The products that truly captivate the marketplace are those that go beyond pure technological capabilities, providing feelings that light up customers. The iPhone, iPad, Droid phones, and Kinect are so successful not just because they have advanced technology that enables leading-edge and useful functionality, but also because they empower users and make them feel great, adding fun to their routine and excitement as they explore new experiences.
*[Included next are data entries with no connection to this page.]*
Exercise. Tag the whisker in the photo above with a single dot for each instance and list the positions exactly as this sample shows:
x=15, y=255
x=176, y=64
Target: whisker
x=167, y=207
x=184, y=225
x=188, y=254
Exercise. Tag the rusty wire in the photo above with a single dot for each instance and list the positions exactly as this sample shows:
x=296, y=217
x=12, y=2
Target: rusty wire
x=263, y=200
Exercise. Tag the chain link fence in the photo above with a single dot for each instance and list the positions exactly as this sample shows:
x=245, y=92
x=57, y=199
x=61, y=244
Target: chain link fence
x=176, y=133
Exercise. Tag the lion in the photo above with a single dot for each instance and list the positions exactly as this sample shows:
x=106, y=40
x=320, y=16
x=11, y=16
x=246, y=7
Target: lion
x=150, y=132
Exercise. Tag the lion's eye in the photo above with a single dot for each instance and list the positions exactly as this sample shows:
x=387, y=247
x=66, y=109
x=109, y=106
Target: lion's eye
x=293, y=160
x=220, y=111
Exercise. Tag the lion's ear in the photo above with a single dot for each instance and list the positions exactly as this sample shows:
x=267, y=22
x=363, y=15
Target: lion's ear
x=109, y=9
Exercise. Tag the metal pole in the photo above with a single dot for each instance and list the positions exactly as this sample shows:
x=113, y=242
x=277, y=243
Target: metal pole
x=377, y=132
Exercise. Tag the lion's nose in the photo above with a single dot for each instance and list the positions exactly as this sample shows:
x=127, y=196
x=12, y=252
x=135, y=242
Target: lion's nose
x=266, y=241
Boatwright and Cagan appeared on WTAE-TV to talk comment on why emotion is an OK way to buy products…as long as it comes from the product:
November 8, 2010
We got the new XBox 360 Kinect this week. Wow. What fun! What a great experience. The unit itself is classy, projecting a feeling of substance and elegance. It self-calibrates, engendering a feeling of relief that it is so easy to use, and even better it immediately gets you to the fun. But when you see how the avatar on the screen imitates your every move you start to feel very much like you are in the game’s world. I played the water raft ride. Every time I move and jump, the avatar and raft react so you feel like you are on an amusement park ride. XBox delivers surprises and delights that bring you ever closer to that amusement park experience. During the ride it takes your picture, and then you see your joy captured in the photo after the ride (though you don’t have to pay $14.95 to buy it like you do at the amusement park). The interface makes you feel empowered and projects you to the future, hinting at technology only envisioned in Minority Report. The great thing for kids and adults alike is that the game is active, moving you around to maneuver the raft (or for other games block the balls or avoid the obstacles). But, lo, I will probably need to find another way to get my exercise because the kids won’t let me near it… Microsoft has delivered a product built to love with easy to use but unobtrusive cutting-edge hardware and software technology.
November 3, 2010
In the realm of breakfast foods, Pop-Tarts is unlike any other. A true breakfast treat, sugary enough to give pause to health-minded moms, they entice with more than simply their flavor, providing an experience that transcends simply the combination of ingredients. Now, Kelloggs is building on that experience, growing it in a new way to connect even more closely with their customer base. Kelloggs has opened a Times Square Pop-Tarts flagship store called Pop-Tarts World where customers can do things with Pop-Tarts they can’t do anywhere else. Customers can eat Pop-Tarts sushi, create their own variety pack or watch a Pop-Tarts inspired light show. Rather than pushing sales, Pop-Tarts World provides a new experience with the food, encouraging customers to connect with their inner child by exploring more creative uses for an inherently playful product. With flavors like Apple Strudel, Chocolate Blitz and Ice Cream Sandwich, Kelloggs’ hope is to emotionally engage customers with an enjoyable and authentic Pop-Tarts experience that they will then associate more broadly with the Pop-Tarts brand as they return to their daily routine.